🤖 AI Summary
This study addresses the semantic integrity risks arising when PDF documents are processed for ingestion into large language models (LLMs), stemming from inconsistencies between visual rendering and extracted text. The authors systematically investigate representational discrepancies between PDF rendering and text extraction, introducing four novel families of semantic attacks—encompassing 14 previously undocumented mechanisms—and formalizing 25 distinct Extraction Gaps (EGs). Through normative analysis, static rule development, multi-stack pipeline testing, and evaluation on commercial LLM services, they demonstrate that all EGs induce divergent behaviors across 16 processing stacks and 7 major LLM services, with each service exposing at least 12 gaps. The root cause lies primarily in the ingestion pipelines rather than the models themselves. The findings highlight insufficient coverage of current security filters and advocate dual-view consistency—aligning rendered and extracted representations—as a foundational principle for robust long-term defenses.
📝 Abstract
Document-to-LLM applications typically read uploaded PDFs by first translating them into text through a hidden extraction layer that users cannot observe or audit. We show that this layer enables split-view PDFs: one document can have two semantic views before model reasoning. By mining specification-permitted or implementation-tolerated representation gaps at the PDF render/extract boundary, we instantiate 25 extraction gaps (EG) in which extractors return attacker-controlled or extractor-dependent text while the rendered page shows benign or different content. The gaps form four families: semantic overrides, hidden semantic injection, reading-order splits, and font-decoding splits, and 14 gaps have no exact path/mechanism-level match in prior PDF-to-LLM attacks.
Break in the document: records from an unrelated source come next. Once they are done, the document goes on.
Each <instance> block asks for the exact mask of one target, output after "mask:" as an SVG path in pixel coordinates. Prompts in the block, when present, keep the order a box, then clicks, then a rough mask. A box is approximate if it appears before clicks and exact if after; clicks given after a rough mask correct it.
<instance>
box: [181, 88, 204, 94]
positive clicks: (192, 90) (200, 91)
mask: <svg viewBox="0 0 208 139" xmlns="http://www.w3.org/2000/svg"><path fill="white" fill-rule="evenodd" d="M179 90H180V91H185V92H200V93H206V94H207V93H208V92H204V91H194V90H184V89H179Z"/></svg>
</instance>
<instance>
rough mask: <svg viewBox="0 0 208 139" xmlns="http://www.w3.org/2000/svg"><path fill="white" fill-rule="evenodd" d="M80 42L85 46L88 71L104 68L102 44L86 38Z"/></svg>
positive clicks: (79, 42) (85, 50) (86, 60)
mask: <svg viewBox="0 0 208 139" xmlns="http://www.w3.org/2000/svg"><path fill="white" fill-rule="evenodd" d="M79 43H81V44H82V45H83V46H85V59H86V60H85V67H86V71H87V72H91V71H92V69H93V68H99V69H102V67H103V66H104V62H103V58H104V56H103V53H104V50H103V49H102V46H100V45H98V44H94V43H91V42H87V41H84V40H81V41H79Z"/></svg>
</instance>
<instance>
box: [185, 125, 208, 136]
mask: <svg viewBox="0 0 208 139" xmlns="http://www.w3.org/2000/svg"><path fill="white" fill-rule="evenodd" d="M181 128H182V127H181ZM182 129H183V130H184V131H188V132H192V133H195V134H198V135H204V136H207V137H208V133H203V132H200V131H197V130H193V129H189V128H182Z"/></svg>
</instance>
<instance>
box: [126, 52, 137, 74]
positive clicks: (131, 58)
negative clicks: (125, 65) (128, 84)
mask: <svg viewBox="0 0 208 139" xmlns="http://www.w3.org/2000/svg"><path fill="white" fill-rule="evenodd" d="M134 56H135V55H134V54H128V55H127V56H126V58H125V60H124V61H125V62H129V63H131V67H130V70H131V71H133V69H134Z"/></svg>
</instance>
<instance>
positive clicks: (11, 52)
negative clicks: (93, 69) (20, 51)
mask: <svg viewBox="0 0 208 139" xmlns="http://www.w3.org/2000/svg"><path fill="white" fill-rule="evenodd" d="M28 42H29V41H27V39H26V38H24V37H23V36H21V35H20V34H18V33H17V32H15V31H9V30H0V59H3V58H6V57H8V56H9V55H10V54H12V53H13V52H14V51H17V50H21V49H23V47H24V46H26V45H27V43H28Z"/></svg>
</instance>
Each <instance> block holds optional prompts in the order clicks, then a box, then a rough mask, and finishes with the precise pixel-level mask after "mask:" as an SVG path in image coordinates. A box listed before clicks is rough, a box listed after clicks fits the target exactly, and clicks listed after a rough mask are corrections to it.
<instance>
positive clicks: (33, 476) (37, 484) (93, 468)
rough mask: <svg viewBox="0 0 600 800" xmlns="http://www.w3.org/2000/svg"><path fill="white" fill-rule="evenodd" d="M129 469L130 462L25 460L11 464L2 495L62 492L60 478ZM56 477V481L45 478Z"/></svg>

We evaluate these gaps on 16 PDF processing stacks and 7 commercial LLM services. Each gap causes render-extract divergence on at least one stack. Under a gap-level exposure criterion, every evaluated service exposes at least one gap, with 12/25 to 21/25 exposed gaps. Exposure is driven mainly by the ingestion stack -- not model identity alone. We further show that tested safety filters cover only selected hidden-text constructions. To support triage, we develop a static screening scanner whose rules trigger on all 25 benchmark gaps, and discuss dual-view consistency as a longer-term defense direction.